Don’t assume all visitors are the same and apply the same landing page tactics to the same audience. Segment your visitors by traffic sources, and consider A/B testing against how visitors from these sources will respond to your conversion funnel. For example, by drilling down on your traffic sources, you may find exposure from one site outperforms far greater than exposure on another site. This will help you gauge your online spend with these sites in terms of the ‘quality’ traffic they drive and converts, but also how you can enhance these referral source conversions by testing landing pages on the top traffic sources. New visitors driven from different sources will most likely have some subtle differences, whether its needs, information, etc., so by connecting with their unique needs through a landing page tailored to this, will convert far greater than an standard, non-tailored landing page. General rule of thumb – speak to your audience needs and don’t generalize the whole.

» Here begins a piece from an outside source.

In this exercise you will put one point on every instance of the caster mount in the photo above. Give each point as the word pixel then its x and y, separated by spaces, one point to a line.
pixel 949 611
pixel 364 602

Other areas to consider landing page testing are popular deep pages in your site that visitors find you on. While the homepage is important, Google may have indexed other pages deep within your site that are more relevant to the ‘quality’ visitor you seek, who converts are higher rate than an average visitor through the homepage.
Ex. As a vacation condo home owner in Whistler BC, Canada, seeking to list my place to rent out to others, I search for “Whistler vacation rentals” and I get SERPS (search engine result pages) in Google that promote the homepage of a directory site that lists vacation rentals – fairly generic. The general search term produced general search results, and directs me through the front door where I see general results. Now I browse around the site, visiting pages, to inform myself and see if this is a good business to list my Whistler rental. At this stage I’ve moved off the websites conversion path where they want me to be to funnel me through to list my condo with their services.
The alternative….I search Google for “Whistler village condo rental” (much more specific and relevant to my needs) and receive SERP’s specific to 1. condos, in 2. Whistler, and 3. for rent. This is much more specific and relevant for my needs. Google presents a page that is targeting just condo’s in Whistler, a page deep within the same site as the latter. I now have a better connection with this page talking about ‘condo rentals in Whistler’. This landing page, if optimized appropriately should now push me down the path to list my rental.
To convert more visitors to customers, or drive more prospects into your sales funnel, testing and optimizing deep entry pages can be a goldmine. You may receive less quantity of traffic versus the homepage, but the results are more relevant and qualified visitor traffic that converts….quality over quantity.